ビジネスの現場で効率化を図る際に、最初に取り組むべきプロセスの一つが業務の棚卸しです。これにより、業務のどの部分に改善が必要かを明確にし、具体的な対策を立てることが可能になります。しかし、業務マニュアルをもとに階層構造を考察してみると、企業によって章立てやレベル分けが異なる場合も少なくありません。
【理解しやすい4階層の業務構造】
長年の実務経験から、業務構造は4階層で体系化することが最も効果的であることが判明しています。企業規模や業態に関わらず、適用可能な普遍的なフレームワークとなっております。具体的には次のような形で分けています。
– レベル1:大分類
– レベル2:中分類
– レベル3:小分類
– レベル4:詳細分類
この階層分けによって、業務における各段階が明示され、余計な混乱を招かずにすみます。
【各階層の具体的な定義】
まずは、各階層が何を指すのか、詳細を理解することが重要です。
– レベル1:業務全体
業務全体 経理、人事、営業などの基幹業務を包括的に表現します。企業規模により、例えば人事部門が給与管理と人材開発に分割されるなど、適切な粒度で設定することが重要です。
– レベル2:上位カテゴリ
– レベル3:下位カテゴリ
レベル2とレベル3は業務の論理的な分類を表現します。書店における書籍分類を例に挙げますと、「ビジネス書」という上位カテゴリの下に「マーケティング」「経営戦略」といった下位カテゴリが配置される構造です。
– レベル4:担当者単位の業務
担当者単位の業務 具体的な業務タスクを表現する階層です。「経費精算処理」「販売計画策定」といった実務レベルの業務単位を定義します。
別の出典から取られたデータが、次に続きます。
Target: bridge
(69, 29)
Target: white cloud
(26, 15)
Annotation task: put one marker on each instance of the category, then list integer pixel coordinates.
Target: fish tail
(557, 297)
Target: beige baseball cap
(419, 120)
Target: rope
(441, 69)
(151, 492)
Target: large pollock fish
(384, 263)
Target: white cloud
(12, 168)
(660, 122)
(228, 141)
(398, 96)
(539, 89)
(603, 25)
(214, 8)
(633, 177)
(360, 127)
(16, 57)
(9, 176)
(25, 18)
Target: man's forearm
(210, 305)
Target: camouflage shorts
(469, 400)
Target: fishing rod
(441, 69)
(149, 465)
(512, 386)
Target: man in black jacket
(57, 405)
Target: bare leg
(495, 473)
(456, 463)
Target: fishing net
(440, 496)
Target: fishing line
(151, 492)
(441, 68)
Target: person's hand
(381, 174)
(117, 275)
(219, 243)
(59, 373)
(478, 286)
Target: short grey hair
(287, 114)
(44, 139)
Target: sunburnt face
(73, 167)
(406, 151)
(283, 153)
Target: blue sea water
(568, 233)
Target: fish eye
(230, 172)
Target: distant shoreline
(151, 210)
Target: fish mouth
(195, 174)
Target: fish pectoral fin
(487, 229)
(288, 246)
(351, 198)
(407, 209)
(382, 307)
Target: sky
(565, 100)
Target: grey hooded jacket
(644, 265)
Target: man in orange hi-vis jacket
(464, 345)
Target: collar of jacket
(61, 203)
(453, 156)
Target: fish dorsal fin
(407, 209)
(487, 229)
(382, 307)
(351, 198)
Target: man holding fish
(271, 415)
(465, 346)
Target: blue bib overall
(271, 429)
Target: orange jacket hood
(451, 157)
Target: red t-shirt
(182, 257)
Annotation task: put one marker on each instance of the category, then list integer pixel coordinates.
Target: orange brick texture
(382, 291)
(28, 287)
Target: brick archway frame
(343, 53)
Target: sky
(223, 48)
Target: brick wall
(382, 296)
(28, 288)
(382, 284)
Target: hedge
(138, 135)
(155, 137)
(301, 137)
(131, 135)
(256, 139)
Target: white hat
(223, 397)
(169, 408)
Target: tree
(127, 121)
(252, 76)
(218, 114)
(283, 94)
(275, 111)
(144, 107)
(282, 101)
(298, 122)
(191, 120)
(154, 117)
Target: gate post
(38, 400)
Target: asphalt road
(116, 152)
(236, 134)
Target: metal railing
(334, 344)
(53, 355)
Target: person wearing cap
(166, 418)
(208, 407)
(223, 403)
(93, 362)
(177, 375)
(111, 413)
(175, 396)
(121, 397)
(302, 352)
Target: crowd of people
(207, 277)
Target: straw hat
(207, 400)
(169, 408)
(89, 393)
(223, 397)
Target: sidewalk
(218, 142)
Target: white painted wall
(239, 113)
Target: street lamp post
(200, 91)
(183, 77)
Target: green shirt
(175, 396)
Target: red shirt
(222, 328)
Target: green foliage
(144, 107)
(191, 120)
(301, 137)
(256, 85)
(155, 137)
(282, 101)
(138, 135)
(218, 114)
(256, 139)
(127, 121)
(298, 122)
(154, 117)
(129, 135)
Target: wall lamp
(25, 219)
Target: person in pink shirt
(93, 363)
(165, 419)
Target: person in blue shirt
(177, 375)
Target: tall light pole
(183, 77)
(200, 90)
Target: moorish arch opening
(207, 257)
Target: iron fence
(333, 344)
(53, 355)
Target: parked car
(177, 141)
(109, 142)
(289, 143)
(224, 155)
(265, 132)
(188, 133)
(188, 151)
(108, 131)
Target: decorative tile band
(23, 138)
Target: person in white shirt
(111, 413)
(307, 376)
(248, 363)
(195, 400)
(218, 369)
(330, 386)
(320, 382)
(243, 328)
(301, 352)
これらのカテゴリ設定により、部門単位の分類に似た形にはなるものの、特に重要なのはレベル2とレベル3です。業務レベル(レベル4)から始め、上位のカテゴリへと段階的に組織化していくこともできますし、逆に主要なカテゴリを先に決めてその中に詳細な内容を当てはめることもできます。
【プロセスの詳細化がカギ】
業務構造を理解したら、次は業務プロセスを分析する必要があります。
レベル4で行う業務は、業務プロセスの最前線にあります。業務にはいつも手順が伴います。例えば、販売データ入力という業務の流れは次のように整理できます。
・販売資料の収集
・データの検証
・システムへの入力作業
・入力結果の確認
・資料の整理保管
各ステップには詳細な操作手順が必要となります。例えば「システムへの入力作業」には、アプリケーションの起動から保存操作まで、明確な手順が定められています。
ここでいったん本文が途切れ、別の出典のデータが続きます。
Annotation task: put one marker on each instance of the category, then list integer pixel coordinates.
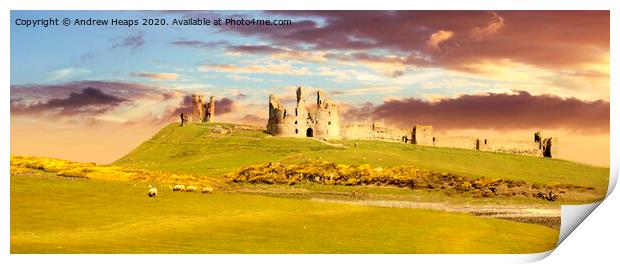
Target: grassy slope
(50, 214)
(193, 149)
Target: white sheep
(207, 190)
(178, 188)
(152, 192)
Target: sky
(93, 93)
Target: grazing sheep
(153, 192)
(178, 188)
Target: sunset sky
(95, 93)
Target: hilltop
(204, 149)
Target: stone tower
(197, 108)
(320, 121)
(202, 111)
(210, 110)
(422, 135)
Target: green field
(195, 150)
(51, 214)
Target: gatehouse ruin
(322, 121)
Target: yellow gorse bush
(329, 173)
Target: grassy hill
(99, 212)
(196, 150)
(51, 214)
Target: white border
(569, 252)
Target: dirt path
(479, 210)
(549, 217)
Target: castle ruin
(201, 111)
(323, 121)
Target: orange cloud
(437, 38)
(157, 76)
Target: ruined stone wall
(422, 135)
(373, 132)
(201, 110)
(463, 142)
(533, 147)
(197, 108)
(322, 121)
(210, 111)
(521, 147)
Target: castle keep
(202, 111)
(322, 121)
この操作レベルまで掘り下げると、業務の実行において「欠かせない部分」「無駄な工程」「改善点」が見えてきます。
【業務の全体像の整理】
最後に、業務全体の構造を整理すると、以下のようになります。
– レベル1:業務全体(例: 人事、経理、営業、品質管理、生産管理)
– レベル2:上位カテゴリ
– レベル3:下位カテゴリ
– レベル4:担当者単位の業務(例: 見積書作成、生産計画作成)
– レベル5:業務プロセス
– レベル6:業務マニュアル
– レベル7:操作マニュアル
このように整理することで、業務の全体像を把握しながら改善ポイントを見出すことができます。
【まとめ】
業務の棚卸しは単なる形式的な作業にとどまらず、企業全体の効率化を図るための重要なプロセスであると言えます。業務の階層構造を明確化し、その詳細なプロセスを整備することで、業務の流れを改善し、成果を上げることが可能です。ぜひ、このフレームワークを活用し、貴社の業務改善にお役立てください。
この記事を読んで、少しでも業務改善に興味を持っていただければ幸いです。